Ion-pair Liquid Chromatographic Method Research Articles

Determination of urinary 5-S-cysteinyldopa by high-performance liquid chromatography

A high-performance ion-pair liquid chromatographic method with electrochemical detection is described, which is suitable for routine determination of urinary 5-S-cysteinyldopa. The clean-up procedure includes a first purification step on the cation exchanger AG 50 W (H +).

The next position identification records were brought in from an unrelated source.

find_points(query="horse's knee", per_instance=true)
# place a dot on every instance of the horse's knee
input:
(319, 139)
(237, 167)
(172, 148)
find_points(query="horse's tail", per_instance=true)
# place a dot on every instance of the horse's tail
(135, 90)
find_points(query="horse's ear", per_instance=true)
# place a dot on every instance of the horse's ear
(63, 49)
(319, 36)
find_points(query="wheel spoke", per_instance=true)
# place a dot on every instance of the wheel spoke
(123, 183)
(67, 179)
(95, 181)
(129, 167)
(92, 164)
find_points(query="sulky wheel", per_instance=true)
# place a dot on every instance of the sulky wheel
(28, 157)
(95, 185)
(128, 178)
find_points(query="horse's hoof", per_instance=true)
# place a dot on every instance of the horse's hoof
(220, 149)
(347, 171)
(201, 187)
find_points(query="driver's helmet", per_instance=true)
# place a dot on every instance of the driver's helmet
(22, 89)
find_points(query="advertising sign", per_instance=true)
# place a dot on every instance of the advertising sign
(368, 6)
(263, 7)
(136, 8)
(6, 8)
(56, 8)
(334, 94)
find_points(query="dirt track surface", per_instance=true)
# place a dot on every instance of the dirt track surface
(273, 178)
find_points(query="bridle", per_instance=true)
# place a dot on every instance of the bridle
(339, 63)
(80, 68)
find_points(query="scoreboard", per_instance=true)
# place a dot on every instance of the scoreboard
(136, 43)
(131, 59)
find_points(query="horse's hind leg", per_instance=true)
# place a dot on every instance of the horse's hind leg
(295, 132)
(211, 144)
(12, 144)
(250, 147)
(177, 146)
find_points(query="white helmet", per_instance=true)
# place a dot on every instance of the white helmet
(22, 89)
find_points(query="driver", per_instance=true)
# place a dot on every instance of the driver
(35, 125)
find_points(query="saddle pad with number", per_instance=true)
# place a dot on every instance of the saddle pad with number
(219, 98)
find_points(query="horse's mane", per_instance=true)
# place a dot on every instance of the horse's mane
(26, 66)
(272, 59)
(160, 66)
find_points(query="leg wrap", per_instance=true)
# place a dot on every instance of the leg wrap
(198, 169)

After desorption from the resin at moderately raised pH the catecholic amino acid is adsorbed on alumina at pH 8.6, washed and finally desorbed by elution with perchloric acid. By the combined clean-up procedures, easily oxidized compounds are eliminated, which otherwise cause a number of interfering peaks in the chromatography. The synthesis of 5-S-cysteinyl- l-3,4-dihydroxyphenyl [2,3- 3H] alanine is described, and this tritium-labelled 5-S-cysteinyldopa is used to determine the recovery in the sample. The precision (C.V. = 5.7% at low and C.V. = 4.9% at high 5-S-cysteinyldopa concentration) and recovery (105.0 ± 8.6%) were satisfactory. The mean urinary excretion was 0.34 ± 0.13 (S.D.) μmol per 24 h (range 0.02–0.58 μmol per 24 h) in healthy subjects ( n = 24) and in patients with melanoma metastates ( n = 13) the excretion ranged from 0.9 to 4.8 μmol per 24 h.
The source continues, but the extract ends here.